Ask the Captain: A pilot’s perspective on animals on flights

Question: What do you think of the recent attention given to companion animals on flights?  Isn’t this a source of unnecessary distraction for both pilot and crew?  Does the FAA have any evidence of companion animals getting loose during a flight?       

– submitted by reader Max, Tampa, Florida

Answer: The issue of companion animals is a difficult one. There have been cases of animals biting passengers, getting loose, urinating and worse. The airlines had to do something due to the number of bad events that continued to rise.

Current requirements for certification for the need for the animal by a doctor or physiologist appear to be reasonable.

Flight crews face a very difficult situation when a passenger wants to bring an animal onboard for emotional support. They have the responsibility for the safety of all the passengers to consider.

Some of the animals are wonderfully trained and no problem (e.g. the guide dogs for passengers with vision impairment). However, there have been some serious problems with animals not as well trained.

The FAA has numerous case reports of these events.

Q: Captain Cox, I have a close friend that flies a 747 for Singapore Airlines and is an “Animal Hauler,” usually out of Africa to zoos, etc. What are the changes that must be made to the plane? Dangers of hauling live animals? Dangers of going into relatively remote locations? Who pays for cleaning after a flight?  Any info appreciated!                 

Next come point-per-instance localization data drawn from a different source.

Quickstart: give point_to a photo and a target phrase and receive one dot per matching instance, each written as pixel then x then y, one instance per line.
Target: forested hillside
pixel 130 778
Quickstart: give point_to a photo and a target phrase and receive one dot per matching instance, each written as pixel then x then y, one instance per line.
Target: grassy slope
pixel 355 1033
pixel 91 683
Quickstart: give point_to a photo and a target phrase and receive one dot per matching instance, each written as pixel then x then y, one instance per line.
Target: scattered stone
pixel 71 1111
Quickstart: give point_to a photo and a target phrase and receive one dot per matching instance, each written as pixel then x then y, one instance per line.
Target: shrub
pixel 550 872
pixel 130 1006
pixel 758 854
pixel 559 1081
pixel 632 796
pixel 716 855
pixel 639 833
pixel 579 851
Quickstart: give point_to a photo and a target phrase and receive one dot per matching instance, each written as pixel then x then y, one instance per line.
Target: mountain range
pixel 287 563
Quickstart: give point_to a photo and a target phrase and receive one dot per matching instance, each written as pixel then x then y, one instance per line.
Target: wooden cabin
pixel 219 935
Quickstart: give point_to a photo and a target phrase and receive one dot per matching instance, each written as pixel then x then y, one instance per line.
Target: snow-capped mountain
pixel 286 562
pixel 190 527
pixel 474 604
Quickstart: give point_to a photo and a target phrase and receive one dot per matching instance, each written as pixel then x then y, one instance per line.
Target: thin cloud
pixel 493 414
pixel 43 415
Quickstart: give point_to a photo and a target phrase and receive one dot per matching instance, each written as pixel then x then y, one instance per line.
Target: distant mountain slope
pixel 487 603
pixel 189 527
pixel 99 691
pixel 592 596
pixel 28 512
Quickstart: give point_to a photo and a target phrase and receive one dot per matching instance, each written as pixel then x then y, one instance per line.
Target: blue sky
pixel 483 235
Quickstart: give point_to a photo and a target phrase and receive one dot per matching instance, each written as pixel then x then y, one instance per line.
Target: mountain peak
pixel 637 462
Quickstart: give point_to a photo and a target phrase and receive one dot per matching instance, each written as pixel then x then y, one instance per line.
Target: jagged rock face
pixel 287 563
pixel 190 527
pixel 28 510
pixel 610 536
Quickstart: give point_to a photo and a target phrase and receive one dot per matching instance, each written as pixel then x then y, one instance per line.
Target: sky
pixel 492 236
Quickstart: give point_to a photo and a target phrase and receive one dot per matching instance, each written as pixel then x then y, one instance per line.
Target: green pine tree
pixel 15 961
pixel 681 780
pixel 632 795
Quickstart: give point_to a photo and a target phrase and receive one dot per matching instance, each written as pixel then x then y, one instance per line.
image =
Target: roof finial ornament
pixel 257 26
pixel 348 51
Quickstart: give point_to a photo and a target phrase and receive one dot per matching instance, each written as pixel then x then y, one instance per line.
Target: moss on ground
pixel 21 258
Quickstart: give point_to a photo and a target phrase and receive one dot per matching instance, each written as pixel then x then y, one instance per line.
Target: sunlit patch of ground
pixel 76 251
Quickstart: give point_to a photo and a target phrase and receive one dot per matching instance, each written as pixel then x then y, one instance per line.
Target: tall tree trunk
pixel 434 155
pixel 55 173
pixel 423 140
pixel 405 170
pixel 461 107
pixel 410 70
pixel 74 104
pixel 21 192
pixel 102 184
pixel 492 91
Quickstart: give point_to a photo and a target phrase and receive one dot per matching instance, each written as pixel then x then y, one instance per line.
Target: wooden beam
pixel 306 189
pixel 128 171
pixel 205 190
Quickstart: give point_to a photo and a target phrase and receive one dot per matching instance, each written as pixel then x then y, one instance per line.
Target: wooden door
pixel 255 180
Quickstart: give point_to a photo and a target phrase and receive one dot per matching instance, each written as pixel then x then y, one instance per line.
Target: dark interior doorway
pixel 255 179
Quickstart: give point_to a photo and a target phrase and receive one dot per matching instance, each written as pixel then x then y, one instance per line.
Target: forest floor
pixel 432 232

– Farm1486, McMinnville, Tennessee

A: There must be adequate restrains for the animals as well as a waste containment system. On longer flights, depending on the type of animal, it may be necessary to provide food.

An animal in panic can represent a hazard to the airplane. Consequently, some flights carry animal attendants onboard who have tranquilizers if necessary for the animal(s).

Taking a large airplane into remote places is always a challenge. The infrastructure must be evaluated before the flight arrives to ensure proper ground handling.

The customer transporting the animals pays for the cleaning one way or another. Different contracts read differently, but in the end it is the customer that pays for it.